Par François-Guillaume Lorrain
Publié le 25/11/2016 à 11:33 | Le Point.fr
Le 26 novembre, au cimetière rennais de l'Est, Jean-Yves Le Drian viendra saluer la mémoire d'un illustre inconnu. On aura mis exactement un siècle pour rendre à Francis Simon ce qui appartient à Francis Simon : l'invention du soldat inconnu. Ce jour-là, le ministre de la Défense aura pour défi de renouer avec les accents lyriques que ce vice-président du Comité du souvenir français de Rennes eut au même endroit le 26 novembre 1916 : « Pourquoi la France n'ouvrirait-elle pas les portes du Panthéon à l'un de ces combattants ignorés morts bravement pour la patrie, avec, pour inscription sur la pierre, deux mots : UN SOLDAT – deux dates : 1914-1917 ? » Car le riche imprimeur espérait alors, comme ses compatriotes, qu'on en aurait fini avec la boucherie l'année suivante.
Le 26 novembre 1916, Francis Simon assume son rôle de dirigeant local d'une association, Le Souvenir français, créée en 1887 à Neuilly-sur-Seine par un Alsacien pour entretenir les tombes des soldats tombés pendant la guerre de 1870. C'est Serge Barcellini, actuel président de ¬l'association, forte encore de 200 000 membres, qui a attiré l'attention du gouvernement sur le cas Francis Simon. À l'époque, celui-ci avait de bonnes raisons de proposer cet hommage nouveau. Jusqu'à la mise en place des plaques militaires en 1915, le nombre de soldats tués non identifiés fut faramineux. Les cimetières en zone de guerre étaient encore inaccessibles, les familles protestaient. Après la Grande Guerre, sur 1,45 million de soldats morts, 725 000 seront enterrés dans les cimetières militaires et 300 000 restitués aux familles. Le calcul est simple : à la fin de la guerre, il y avait 400 000 soldats français inconnus dont certains finirent dans les ossuaires.
Un modèle de mémoire mondialisé
Comme souvent, l'inspirateur va être oublié. Le 19 novembre 1918, le député Maurice Maunoury dépose une proposition de résolution qui reprend l'idée de Simon. A-t-il eu vent de ce discours imprimé et largement diffusé ? Possible. « Rien ne permet de l'affirmer, admet Serge Barcellini, mais le texte de Simon est le premier qui fasse mention du soldat inconnu. » L'affaire traîne jusqu'en 1920, car le gouvernement pousse un autre projet pour célébrer les deux ans de l'armistice : transférer Gambetta au Panthéon et refermer ainsi la boucle des deux guerres, 1870 et 14-18. Le Parlement, représentant des soldats et de leurs familles, fait pression pour qu'une cérémonie rende l'hommage attendu aux combattants. Le gouvernement cède le 2 novembre, le projet de loi est adopté dans la précipitation le 8. Le lendemain, à Verdun, huit soldats inconnus issus des principaux champs de bataille, dont on a vérifié qu'ils étaient français – leur uniforme bien conservé le permet encore –, sont soumis au choix d'un jeune volontaire qui a remplacé au pied levé un Martiniquais tombé malade. Un seul soldat manque, celui du front d'Orient, que l'on n'a pas eu le temps d'acheminer ; après guerre, les anciens d'Orient obtiendront leur « inconnu », installé à Marseille.

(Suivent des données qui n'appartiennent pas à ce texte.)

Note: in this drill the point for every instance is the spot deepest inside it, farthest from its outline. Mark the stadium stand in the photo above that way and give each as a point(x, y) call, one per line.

En 1920, le monde combattant fait pression pour que la translation ait lieu non au Panthéon, réservé aux figures politiques, mais à l'Arc de triomphe, que l'on ferme en urgence aux voitures le 11 novembre. Francis Simon n'est même pas invité à la cérémonie. Mais son idée va essaimer. Dans les années qui suivent la Première Guerre, le Commonwealth, le Portugal, l'Italie (sur les flancs du Capitole), les États-Unis (à Arlington), la Belgique ou la Roumanie suivent le mouvement. L'Inde fait de même en 1972, l'Algérie inaugure son soldat tombé pendant la guerre d'indépendance en 1982 à Alger, cinq ans après que Valéry Giscard d'Estaing a consacré la tombe du soldat inconnu français mort pendant la guerre d'Algérie. Le lieu choisi ? La nécropole de Notre-Dame-de-Lorette (Pas-de-Calais), qui abrite aussi depuis 1950 le soldat inconnu de la Seconde Guerre mondiale. Une bizarrerie, puisqu'on ne s'y est pas battu durant ce conflit.
Preuve que ce soldat inconnu incarne l'indépendance nationale ? Les cas de l'Australie, du Canada et de la Nouvelle-Zélande. Depuis vingt ans et leur éloignement du Commonwealth, ces pays ont choisi leur héros anonyme pour cette première guerre qui fut aussi à l'origine de leur nation. Un modèle de mémoire mondialisé mais made in France.